After selling the site, Chaves’ family used some of the money to buy four Lower Manhattan walk-up apartment buildings in late 2014 through a 1031 exchange. The seller of those buildings, as Bloomberg previously reported, was Michael Cohen.  In 2015, Chaves’ family partnered with Cohen to buy an Upper East Side apartment building at 330 East 63rd Street for $58 million, according to Bloomberg.

Cohen did not immediately respond to a request for comment. Chaves, Kushner Companies and Pinnacle Realty’s David Junik, who represented Kushner and LIVWRK in the Gowanus deal, all declined to comment.

Federal prosecutors are picking apart Cohen’s finances as part of a criminal investigation in the Southern District of New York, based on material that was first explored by Special Counsel Robert Mueller, who is investigating potential collusion between Russia-connected individuals and the Trump campaign.

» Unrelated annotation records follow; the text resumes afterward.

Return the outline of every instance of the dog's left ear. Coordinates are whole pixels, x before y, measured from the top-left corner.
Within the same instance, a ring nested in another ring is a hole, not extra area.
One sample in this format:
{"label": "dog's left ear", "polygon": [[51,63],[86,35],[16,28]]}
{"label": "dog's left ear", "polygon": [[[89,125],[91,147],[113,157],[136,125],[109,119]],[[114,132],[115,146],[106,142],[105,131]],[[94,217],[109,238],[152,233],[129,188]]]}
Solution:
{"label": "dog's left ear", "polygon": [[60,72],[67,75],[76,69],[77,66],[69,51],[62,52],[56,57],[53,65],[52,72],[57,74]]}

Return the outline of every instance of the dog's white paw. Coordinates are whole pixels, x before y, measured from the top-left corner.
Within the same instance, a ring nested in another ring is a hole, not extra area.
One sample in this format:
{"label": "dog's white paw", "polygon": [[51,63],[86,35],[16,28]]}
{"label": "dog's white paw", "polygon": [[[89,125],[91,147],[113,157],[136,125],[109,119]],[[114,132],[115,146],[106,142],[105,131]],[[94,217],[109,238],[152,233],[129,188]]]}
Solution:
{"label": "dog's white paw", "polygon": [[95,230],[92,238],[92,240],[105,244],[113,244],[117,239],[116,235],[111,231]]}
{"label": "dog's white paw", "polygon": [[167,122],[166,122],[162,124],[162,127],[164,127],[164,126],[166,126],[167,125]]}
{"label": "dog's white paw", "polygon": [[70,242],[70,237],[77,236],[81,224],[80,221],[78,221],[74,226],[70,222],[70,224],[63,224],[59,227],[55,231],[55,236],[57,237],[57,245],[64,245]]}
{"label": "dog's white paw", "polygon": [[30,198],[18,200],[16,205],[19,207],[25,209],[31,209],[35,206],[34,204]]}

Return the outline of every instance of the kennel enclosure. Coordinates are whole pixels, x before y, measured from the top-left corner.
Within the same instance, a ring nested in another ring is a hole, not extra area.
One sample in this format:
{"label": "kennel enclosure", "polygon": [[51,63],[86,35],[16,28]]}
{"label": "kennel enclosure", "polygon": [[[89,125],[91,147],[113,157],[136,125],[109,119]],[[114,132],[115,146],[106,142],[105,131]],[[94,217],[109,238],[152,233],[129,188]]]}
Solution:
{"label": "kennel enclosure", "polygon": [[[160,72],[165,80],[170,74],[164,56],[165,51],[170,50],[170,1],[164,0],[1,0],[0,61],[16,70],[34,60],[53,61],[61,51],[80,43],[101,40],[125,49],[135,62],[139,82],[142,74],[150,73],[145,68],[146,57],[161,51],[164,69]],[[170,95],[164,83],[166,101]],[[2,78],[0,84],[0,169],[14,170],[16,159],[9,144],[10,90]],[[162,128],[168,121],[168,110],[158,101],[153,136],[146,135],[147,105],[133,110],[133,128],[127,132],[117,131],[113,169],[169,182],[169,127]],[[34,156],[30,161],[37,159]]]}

Jared Kushner, meanwhile, has reportedly had his business dealings examined by Mueller. In New York, U.S. Attorneys have subpoenaed Kushner Companies for records about how it used the EB-5 visa program and how it manages rent-stabilized housing, according to the Wall Street Journal.

In May, The Real Deal sat down with Charlie Kushner for a wide-ranging interview at 666 Fifth Avenue. The family patriarch discussed plans for the flagship tower, its grievances with several politicians (including Lander), the role of ethics watchdogs and more.